MC is also spitting in the wind in cases of infidelity where the WS is still getting with the AP.


----------



## bobert (Nov 22, 2018)

The above is a bunch of bullcrap.

Yes, therapy can help. It will only help if the participant(s) want it to work and are putting in the effort, though. Forcing someone to get therapy is a waste of time, money, and a spot that could have gone to someone else. It's also important for them to have a good therapist, the right therapist, and the right type of therapy. There are plenty of bad therapists out there, and a good therapist and method for one person may be a poor match for someone else.

Saying therapy can't help mental illness is ridiculous. It is an extremely useful tool for both the individual and the spouse. Will it _cure_ the illness? No, but it is a necessity for the individual and can help the spouse cope as well.

Things like ILYBINILWY and losing attraction can be helped as well, depending on the cause. If the couple gets into therapy to bring them closer together emotionally, sometimes those feelings follow. Things like being a selfish prick or having poor boundaries can also be addressed in therapy and worked on. Infidelity... that is a huge one that definitely needs the help of both a MC and IC's. And yes, it helps. It's helpful for children as well, whether they go alone or for family therapy.

So yeah, therapy can help. Again, IF the participant(s) wants it to help and puts that into action. Just wanting it isn't enough, and just showing up and emptying your wallet isn't enough either.

Personally, I think most people should give it a shot before calling it quits on their marriage (excluding things like abuse, etc).


----------



## SpinyNorman (Jan 24, 2018)

I understand why we'd like to have metrics, but they are problematic here. 

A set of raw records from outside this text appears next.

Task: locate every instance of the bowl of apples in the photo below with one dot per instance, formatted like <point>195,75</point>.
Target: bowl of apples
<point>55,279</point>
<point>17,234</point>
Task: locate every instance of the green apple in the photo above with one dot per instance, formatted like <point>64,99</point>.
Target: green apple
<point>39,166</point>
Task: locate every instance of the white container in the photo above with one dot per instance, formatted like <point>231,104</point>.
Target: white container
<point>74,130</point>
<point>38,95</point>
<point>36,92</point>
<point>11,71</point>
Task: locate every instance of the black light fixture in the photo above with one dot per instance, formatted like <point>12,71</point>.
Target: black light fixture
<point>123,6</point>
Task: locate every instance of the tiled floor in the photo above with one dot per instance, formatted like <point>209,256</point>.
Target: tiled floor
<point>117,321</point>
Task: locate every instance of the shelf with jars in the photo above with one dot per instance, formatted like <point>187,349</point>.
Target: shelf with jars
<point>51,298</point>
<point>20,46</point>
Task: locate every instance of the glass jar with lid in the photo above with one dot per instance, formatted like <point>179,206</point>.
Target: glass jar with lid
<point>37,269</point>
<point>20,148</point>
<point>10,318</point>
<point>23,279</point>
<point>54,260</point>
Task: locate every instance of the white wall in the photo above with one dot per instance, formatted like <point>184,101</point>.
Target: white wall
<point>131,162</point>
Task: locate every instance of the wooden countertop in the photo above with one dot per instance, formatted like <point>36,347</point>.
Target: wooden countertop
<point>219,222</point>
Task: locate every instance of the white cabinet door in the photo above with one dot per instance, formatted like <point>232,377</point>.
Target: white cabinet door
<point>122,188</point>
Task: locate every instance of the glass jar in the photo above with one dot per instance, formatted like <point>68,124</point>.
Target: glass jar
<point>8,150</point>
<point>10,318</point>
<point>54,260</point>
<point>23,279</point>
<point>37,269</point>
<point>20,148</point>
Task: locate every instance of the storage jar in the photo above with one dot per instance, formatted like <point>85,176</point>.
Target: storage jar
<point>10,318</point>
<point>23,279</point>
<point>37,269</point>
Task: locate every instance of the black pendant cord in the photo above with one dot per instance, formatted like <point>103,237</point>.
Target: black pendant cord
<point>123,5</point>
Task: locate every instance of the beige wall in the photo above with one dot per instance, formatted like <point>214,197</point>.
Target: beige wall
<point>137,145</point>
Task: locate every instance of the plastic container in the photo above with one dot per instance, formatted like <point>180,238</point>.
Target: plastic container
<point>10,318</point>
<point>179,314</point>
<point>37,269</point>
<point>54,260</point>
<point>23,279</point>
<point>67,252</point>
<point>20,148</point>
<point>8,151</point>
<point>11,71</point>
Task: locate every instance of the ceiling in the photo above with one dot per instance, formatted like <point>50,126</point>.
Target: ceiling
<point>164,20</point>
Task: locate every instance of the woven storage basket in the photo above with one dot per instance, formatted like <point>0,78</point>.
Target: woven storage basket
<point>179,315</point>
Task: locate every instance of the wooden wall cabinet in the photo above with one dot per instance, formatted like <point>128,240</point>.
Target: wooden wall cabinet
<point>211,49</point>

If you have a metric for a medicine, as long as it is used correctly in the trial, your metric will tell you what you need to know. But for MC, you can't really ever be sure the "medicine" will be used correctly, particularly if the medicine is for one spouse to stop being a ****.


----------



## oldshirt (Apr 1, 2017)

bobert said:


> Saying therapy can't help mental illness is ridiculous. It is an extremely useful tool for both the individual and the spouse. Will it _cure_ the illness? No,


Actual Mental illness requires the care of psychiatrists, medical doctors and actual mental health therapists , not marriage counselors.


----------



## bobert (Nov 22, 2018)

oldshirt said:


> Actual Mental illness requires the care of psychiatrists, medical doctors and actual mental health therapists , not marriage counselors.


Never said it didn't.


----------



## Laurentium (May 21, 2017)

oldshirt said:


> Actual Mental illness requires the care of psychiatrists, medical doctors and actual mental health therapists , not marriage counselors.


I work as a marriage counsellor. It's a specialisation, but I'd say I am an "actual mental health therapist" with, in my case, 6 years of university-level training. I have to be trained as a therapist, because the couples that come to me bring, more often than not, mental health problems such as depression, anxiety, OCD, bipolar, personality disorders, and addictions. I'm unlikely to be treating someone who's schizoprenic or psychotic, to be sure, alhough it has happened. Psychiatrists and medical doctors are a different kind of expert.


----------



## AVR1962 (May 30, 2012)

Only if both parties are with open mind, receptive and willing to do the work to make change.


----------



## Casual Observer (Sep 13, 2012)

AVR1962 said:


> Only if both parties are with open mind, receptive and willing to do the work to make change.


But in that case why would they need counseling? Perhaps some need 3rd-party validation to make their work on the marriage real?


----------



## heartsbeating (May 2, 2011)

Casual Observer said:


> But in that case why would they need counseling? Perhaps some need 3rd-party validation to make their work on the marriage real?


I wouldn't connect counseling with third-party validation.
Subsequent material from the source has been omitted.